British telecom giant Vodafone's offer to buy Spanish cable operator Ono from its private-equity owners for £5.8bn is expected to be rejected, following a meeting of the Spanish firm's board on 11 February.
Spanish reports said the management and some of the other shareholders would prefer to take Spain's largest cable operator public.
Vodafone chief executive Vittorio Colao might have to consider a stronger bid for Ono; people familiar with the matter have told Reuters that any buyer could have to pay up to €9bn (£7.5bn, $12.3bn).
Unnamed sources said the Ono board was split over whether to strike a deal with Vodafone.
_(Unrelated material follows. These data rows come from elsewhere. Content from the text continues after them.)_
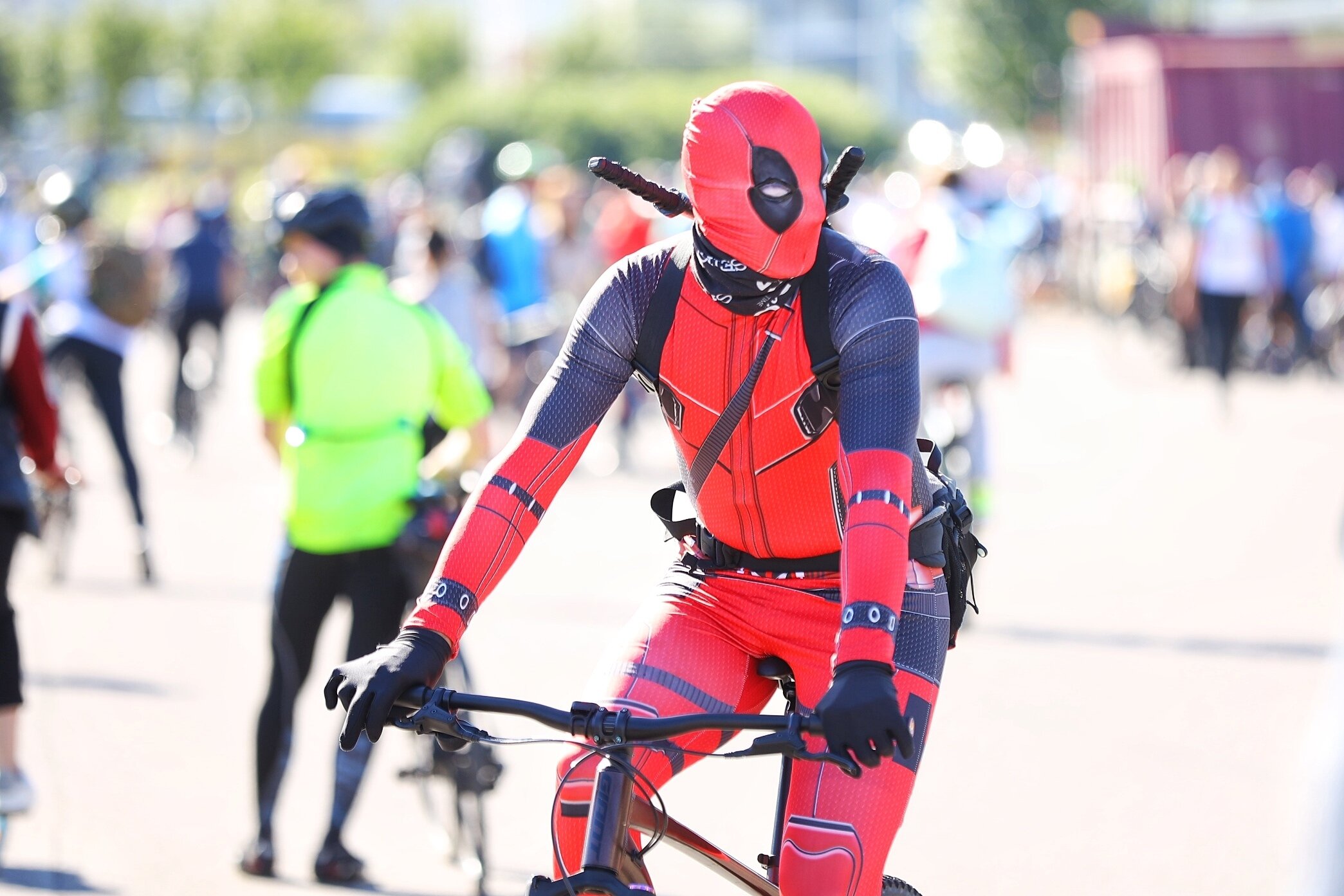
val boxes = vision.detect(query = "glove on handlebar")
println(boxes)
[817,659,914,769]
[322,628,452,749]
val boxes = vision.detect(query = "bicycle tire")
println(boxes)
[881,876,921,896]
[414,657,489,896]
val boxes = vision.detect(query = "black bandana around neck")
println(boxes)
[692,227,798,315]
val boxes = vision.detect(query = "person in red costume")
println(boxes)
[327,82,949,896]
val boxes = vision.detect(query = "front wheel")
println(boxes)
[881,877,919,896]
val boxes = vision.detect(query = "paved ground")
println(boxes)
[0,305,1344,896]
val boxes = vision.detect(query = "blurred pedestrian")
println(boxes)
[0,295,66,814]
[241,189,490,882]
[1312,165,1344,284]
[907,172,1036,517]
[1265,168,1316,359]
[169,183,241,444]
[1193,147,1273,384]
[43,199,157,583]
[422,230,484,374]
[480,142,559,411]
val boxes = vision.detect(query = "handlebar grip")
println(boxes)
[589,156,691,217]
[396,685,434,709]
[825,147,867,215]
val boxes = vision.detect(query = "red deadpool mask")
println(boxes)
[681,80,827,279]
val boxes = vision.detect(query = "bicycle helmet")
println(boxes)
[280,187,373,259]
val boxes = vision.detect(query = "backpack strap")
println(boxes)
[634,231,691,395]
[798,228,840,390]
[285,284,331,418]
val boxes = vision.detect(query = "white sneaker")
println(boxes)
[0,771,35,816]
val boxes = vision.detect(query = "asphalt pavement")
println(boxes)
[0,310,1344,896]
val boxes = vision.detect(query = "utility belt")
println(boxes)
[649,482,946,574]
[649,439,988,648]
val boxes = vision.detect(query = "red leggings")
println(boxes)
[555,564,948,896]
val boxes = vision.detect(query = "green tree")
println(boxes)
[221,0,352,113]
[80,0,164,137]
[164,6,225,103]
[923,0,1146,125]
[384,5,466,90]
[20,24,70,109]
[0,36,20,133]
[540,0,753,73]
[401,69,894,165]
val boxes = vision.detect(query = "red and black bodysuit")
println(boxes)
[407,83,948,896]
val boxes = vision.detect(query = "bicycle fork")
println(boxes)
[757,677,798,886]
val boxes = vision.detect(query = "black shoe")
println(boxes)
[238,837,275,877]
[313,841,364,884]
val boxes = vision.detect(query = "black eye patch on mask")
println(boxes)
[747,147,802,233]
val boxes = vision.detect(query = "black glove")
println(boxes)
[322,628,450,749]
[817,659,916,769]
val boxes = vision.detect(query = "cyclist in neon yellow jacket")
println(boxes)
[242,189,490,882]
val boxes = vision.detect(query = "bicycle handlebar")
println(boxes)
[396,686,822,744]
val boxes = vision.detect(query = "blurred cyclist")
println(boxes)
[242,189,490,882]
[910,172,1035,518]
[326,82,950,896]
[169,184,238,442]
[0,297,64,814]
[42,197,156,581]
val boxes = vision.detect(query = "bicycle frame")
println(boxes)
[528,677,797,896]
[395,677,838,896]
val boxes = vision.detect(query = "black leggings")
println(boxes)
[47,336,145,526]
[1199,290,1246,380]
[0,507,27,708]
[257,548,410,839]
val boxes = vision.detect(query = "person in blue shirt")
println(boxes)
[1265,168,1316,358]
[169,194,237,441]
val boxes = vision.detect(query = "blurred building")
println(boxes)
[1069,32,1344,189]
[1192,0,1344,32]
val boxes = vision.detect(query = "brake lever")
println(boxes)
[723,715,863,778]
[392,700,490,742]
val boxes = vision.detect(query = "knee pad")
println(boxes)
[780,816,863,896]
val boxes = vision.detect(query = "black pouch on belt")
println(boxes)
[910,439,990,648]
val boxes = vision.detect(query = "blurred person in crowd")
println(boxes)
[405,228,486,374]
[42,196,156,583]
[169,183,241,443]
[479,143,559,410]
[1264,168,1316,358]
[1192,147,1274,385]
[241,189,490,882]
[907,170,1035,516]
[0,172,37,268]
[1312,165,1344,284]
[589,181,677,468]
[0,295,66,814]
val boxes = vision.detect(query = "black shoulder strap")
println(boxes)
[798,228,840,389]
[634,231,691,392]
[285,285,329,416]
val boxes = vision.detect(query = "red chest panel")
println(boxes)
[659,271,840,558]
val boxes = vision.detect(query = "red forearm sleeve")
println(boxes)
[836,449,911,665]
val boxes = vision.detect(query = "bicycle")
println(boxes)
[392,657,919,896]
[396,654,504,896]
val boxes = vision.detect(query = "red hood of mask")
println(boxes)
[681,80,827,279]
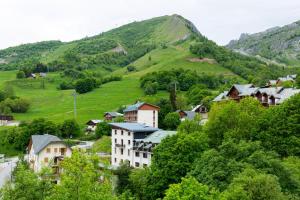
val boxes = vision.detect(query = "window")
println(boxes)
[143,153,148,158]
[60,148,66,156]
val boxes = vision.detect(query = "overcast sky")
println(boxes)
[0,0,300,49]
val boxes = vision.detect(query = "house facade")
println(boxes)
[86,119,103,132]
[28,134,72,174]
[110,123,176,168]
[104,112,123,121]
[213,84,300,107]
[124,102,159,128]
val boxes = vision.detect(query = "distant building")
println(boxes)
[86,119,103,132]
[110,123,176,168]
[213,84,300,107]
[27,134,72,174]
[0,154,5,163]
[124,102,159,128]
[176,110,197,121]
[0,115,14,126]
[104,112,123,121]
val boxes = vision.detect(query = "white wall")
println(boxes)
[111,129,133,167]
[137,110,158,128]
[28,143,72,172]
Ono's private equity shareholders, who include Providence Equity Partners and Quadrangle Capital, own 54% of the firm and are believed to want a quick takeover. However they control just five out of 13 directorships.
Other shareholders include General Electric Structured Finance, Canada's institutional fund La Caisse de depot et placement du Quebec and Spanish investment vehicles Val Telecomunicaciones and Multitel.
American cable major Liberty Global is also in the race to acquire Ono, although some analysts said the US firm could have expressed its interest mainly as a spoiler tactic.
Vodafone refused to comment on its next move.
Colao aims to return Vodafone to growth by acquiring different kinds of assets across its territories, allowing his firm to provide fixed line broadband and pay-TV, alongside its core mobile services.
Ono has 1.9 million subscribers and acquiring it would help Vodafone compete with Telefonica, Spain's largest phone company. Ono is more focussed on smaller cities and rural Spain and analysts have said it would be a stronger fit with Vodafone, than with Liberty.
However, analysts have questioned the £5.8bn (€7bn) bid given that bankers value Vodafone's entire Spanish business at between €3.5bn and €5bn.
Vodafone has a £25bn war chest following the sale of its stake in Verizon Wireless.